Indwelling catheters are over-used, expert says.
The incidence of catheter-associated urinary tract infections (CAUTI ) in hospital patients can be significantly reduced by some simple steps—but they are ones that may involve a change in hospital culture.
In a talk at the American College of Physicians Internal Medicine meeting in San Diego today, Sanjay Saint, MD, (photo) went over the best prevention practices and treatment for these infections.
The most important step in prevention, Saint said, is to drastically reduce the use of Foley catheters, an in-dwelling device that may make life easier for nursing staff but puts the patient at risk. Not only does the device carry a risk of infection of about 25%—partly due to a biofilm of microbes that can collect on the tubing surfaces—it keeps patients from resuming activities needed to get them ambulatory, healthy and out of the hospital.
The infection risk begins with the likelihood that the device will not be placed properly, increasing the chances it will become contaminated with microbes.
Many patients get these catheters automatically, particularly in emergency department settings, when actually they could do better with intermittent straight catheterization—something many patients can easily learn to do themselves—or by having a bedside urinal.
When indwelling, catheters are medically indicated, there are risks of contamination if staff touch the patient’s abdomen or thigh in inserting the device.
In female patients, particularly if they are obese, nurses may accidentally insert the device into the vagina instead of the urethra and then make a second attempt at insertion with a catheter that has just been contaminated.
Another problem is that urine collection bags must be lower than the bladder, but when patients are transported for imaging or other procedures, that sometimes does not happen, and microbes can seep back into the bladder. In general, the longer a patient is catheterized, the greater the risk of infection, Saint said.
As part of his quest to lower CAUTI rates in his own hospital, a Veterans Administration facility in Michigan, Saint has instituted a protocol where catheter use orders automatically expire after a day or two and physicians must evaluate whether a patient still needs the device.
He said a study in The New England Journal of Medicine showed that practice could reduce the incidence of CAUTI by 53%. The situation is more complicated in the intensive care unit, he said, when patients may need an hourly assessment of urine output.
But the devices are too frequently used even on patients who are no longer required to stay in bed. “I’ve seen patients on treadmills with collection bags,” he said, “it’s hospital culture and convenience.” The team approach to reducing CAUTI involves getting a nurse leader on board, he advised.
Catheter care is largely a nursing function, and removing a catheter can make more work for nurses, both in helping patients get out of bed to urinate more frequently and changing bedding if they become urinary incontinent. “You’ll get pushback from nurses,” he said.

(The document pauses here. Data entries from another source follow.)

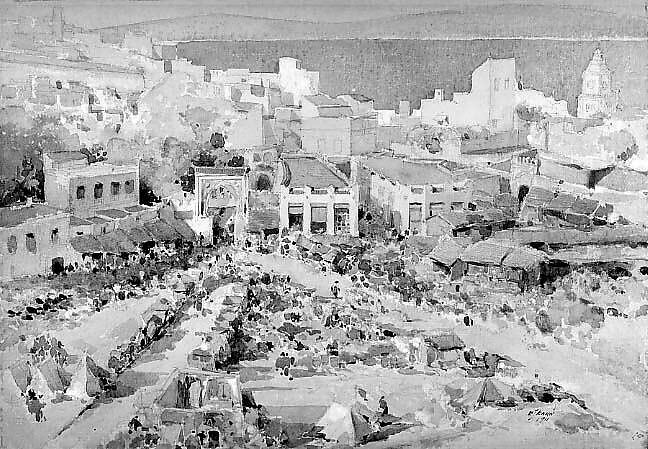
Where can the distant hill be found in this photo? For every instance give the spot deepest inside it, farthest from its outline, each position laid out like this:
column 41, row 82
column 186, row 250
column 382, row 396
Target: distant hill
column 471, row 22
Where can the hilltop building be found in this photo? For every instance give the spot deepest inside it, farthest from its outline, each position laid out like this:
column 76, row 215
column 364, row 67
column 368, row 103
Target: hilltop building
column 596, row 96
column 34, row 239
column 490, row 102
column 83, row 188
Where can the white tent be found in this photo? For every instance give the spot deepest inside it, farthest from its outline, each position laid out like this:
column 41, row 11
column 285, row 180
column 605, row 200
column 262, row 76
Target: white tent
column 39, row 385
column 83, row 384
column 337, row 424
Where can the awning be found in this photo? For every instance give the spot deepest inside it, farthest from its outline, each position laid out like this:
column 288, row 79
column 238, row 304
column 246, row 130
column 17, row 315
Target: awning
column 139, row 235
column 318, row 214
column 109, row 244
column 182, row 228
column 124, row 243
column 162, row 231
column 86, row 244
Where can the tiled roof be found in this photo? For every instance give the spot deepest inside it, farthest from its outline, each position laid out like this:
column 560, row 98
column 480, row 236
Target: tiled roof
column 360, row 97
column 98, row 220
column 487, row 252
column 136, row 208
column 561, row 203
column 76, row 221
column 538, row 197
column 447, row 251
column 407, row 172
column 324, row 100
column 583, row 206
column 524, row 257
column 229, row 171
column 310, row 172
column 64, row 156
column 112, row 213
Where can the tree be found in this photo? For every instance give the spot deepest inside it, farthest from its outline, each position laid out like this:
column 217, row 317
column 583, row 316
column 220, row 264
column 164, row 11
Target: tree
column 217, row 140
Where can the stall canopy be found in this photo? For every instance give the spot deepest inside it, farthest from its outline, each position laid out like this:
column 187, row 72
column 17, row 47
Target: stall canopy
column 161, row 231
column 124, row 243
column 182, row 228
column 87, row 244
column 109, row 244
column 139, row 235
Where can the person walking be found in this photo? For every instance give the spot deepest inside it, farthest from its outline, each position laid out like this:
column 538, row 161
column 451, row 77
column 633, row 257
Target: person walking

The inconvenience is worth it, he said, because these infections can be dangerous. The message must be that patients’ bladders need time to overcome the de-conditioning that occurs when they get a catheter, a loss of muscle tone in the bladder that is temporary.
To overcome nursing resistance, he advised that physicians “pick a unit you know can be successful—you know which ones they will be in your hospital.” He advised not choosing the emergency department, “because it’s the wild west.” By choosing a unit likely to be compliant with new protocols and a nurse leader to whom other nurses will listen, Saint said he has achieved a 60% drop in CAUTI.
In cases where patients will permanently need catheters, such as those with spinal cord injuries or multiple sclerosis, Saint said that a super-pubic catheter or straight catheterization every few hours is better than a standard indwelling catheter.
When infections do occur, diagnosis of organisms responsible can be challenging, he said.
The mere presence of bacteria in the urine does not necessarily mean there is an infection that needs treating because about 10% of the population has such bacteria in the urine and it does not cause problems.
He predicted that within five to 10 years there will be biomarker tests to determine which organisms are involved and whether they need treating, but for now, diagnosis is a matter of clinical judgment.
Weaning patients from catheters is not likely to happen in long-term care facilities, he said, where physicians do not visit patients daily and nursing staff likes the convenience of patients' having them. “When these patients come to the hospital, we’re their best shot at weaning,” he said, an opportunity physicians should seize. He referred physicians interested in starting a CAUTI reduction program to a www.catheterout.org.